Последние четыре года жизни Текаквиты и происходившие после ее смерти чудеса
1
У оннеютов был один вождь по имени Окенратарихен, который перешел в христианство. К новой вере он относился столь же ревностно, как и ко всему в своей предыдущей жизни. В переводе его имя означало Cendre Chaud, или Горячая Зола, оно как нельзя более подходило его натуре. Заветной мечтой вождя было приобщение всех могавков к вере в нового бледнолицего бога. В 1677 году он организовал в землях ирокезов апостольскую миссию. С ним был один гурон из селения Лорет и другой обращенный, который «по странному стечению обстоятельств» (если угодно принизить этим выражением волю Провидения) оказался родственником Катерины Текаквиты. Первой деревней, куда они пришли, была Канаваке – то самое селение, где жили наша недавно обращенная и ее исповедник, отец де Ламбервиль. Окенратарихен был замечательным оратором. Его рассказ заворожил всех жителей деревни. Катерина Текаквита старалась не пропустить ни единого слова из того, что он говорил о новой жизни в миссии в Порогах Святого Людовика.
– Раньше во мне не было души. Я жил жизнью зверя. А потом узнал о Великом Духе, истинном Хозяине неба и земли, и вот теперь стал жить как подобает человеку.
Катерине Текаквите захотелось отправиться в то место, которое он так живо описал.
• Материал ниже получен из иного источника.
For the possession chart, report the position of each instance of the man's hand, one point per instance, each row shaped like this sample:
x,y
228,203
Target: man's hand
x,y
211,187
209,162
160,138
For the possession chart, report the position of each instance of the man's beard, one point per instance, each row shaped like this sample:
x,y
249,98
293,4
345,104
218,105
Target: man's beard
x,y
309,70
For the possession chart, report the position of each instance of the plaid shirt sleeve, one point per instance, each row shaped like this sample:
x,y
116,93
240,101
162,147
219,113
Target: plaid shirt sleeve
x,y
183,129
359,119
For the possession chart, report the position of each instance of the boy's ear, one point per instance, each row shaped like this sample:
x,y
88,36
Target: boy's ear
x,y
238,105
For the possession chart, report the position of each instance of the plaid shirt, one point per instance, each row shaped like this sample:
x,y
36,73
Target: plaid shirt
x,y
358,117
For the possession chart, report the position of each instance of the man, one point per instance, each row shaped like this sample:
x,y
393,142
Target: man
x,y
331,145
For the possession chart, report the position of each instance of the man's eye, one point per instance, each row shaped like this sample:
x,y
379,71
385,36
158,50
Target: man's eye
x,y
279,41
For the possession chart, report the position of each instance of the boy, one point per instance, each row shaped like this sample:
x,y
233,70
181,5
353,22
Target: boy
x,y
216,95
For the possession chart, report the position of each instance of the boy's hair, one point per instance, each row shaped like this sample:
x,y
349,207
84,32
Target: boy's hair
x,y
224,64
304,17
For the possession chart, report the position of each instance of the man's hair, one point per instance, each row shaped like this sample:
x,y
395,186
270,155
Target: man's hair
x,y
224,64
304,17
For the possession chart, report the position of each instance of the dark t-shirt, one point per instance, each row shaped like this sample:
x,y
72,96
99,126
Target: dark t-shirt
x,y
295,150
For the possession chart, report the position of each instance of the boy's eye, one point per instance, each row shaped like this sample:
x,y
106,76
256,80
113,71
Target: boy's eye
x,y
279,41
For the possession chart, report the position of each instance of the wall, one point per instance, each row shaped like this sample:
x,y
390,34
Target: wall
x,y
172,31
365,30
Отец де Ламбервиль решил, что в гостеприимном окружении христиан чудесное дитя будет в большей безопасности, и потому выслушал ее просьбу благожелательно. К счастью, ее дядя был в то время в Форт-Оранже (Олбани), где торговал с англичанами. Священник понимал, что тетки не станут противиться желанию девушки, если та захочет уйти от них хоть на край земли. Окенратарихен собирался и дальше обращать индейцев в христианство, и потому было решено, что Катерина покинет селение вместе с двумя его спутниками. Сборы были скорыми и тайными. На рассвете они уплыли из деревни на каноэ. Когда гребущих беглецов окутал речной туман, отец де Ламбервиль послал им вслед свое благословение. Катерина сжимала в руке его письмо к отцам-настоятелям миссии в Порогах Святого Людовика.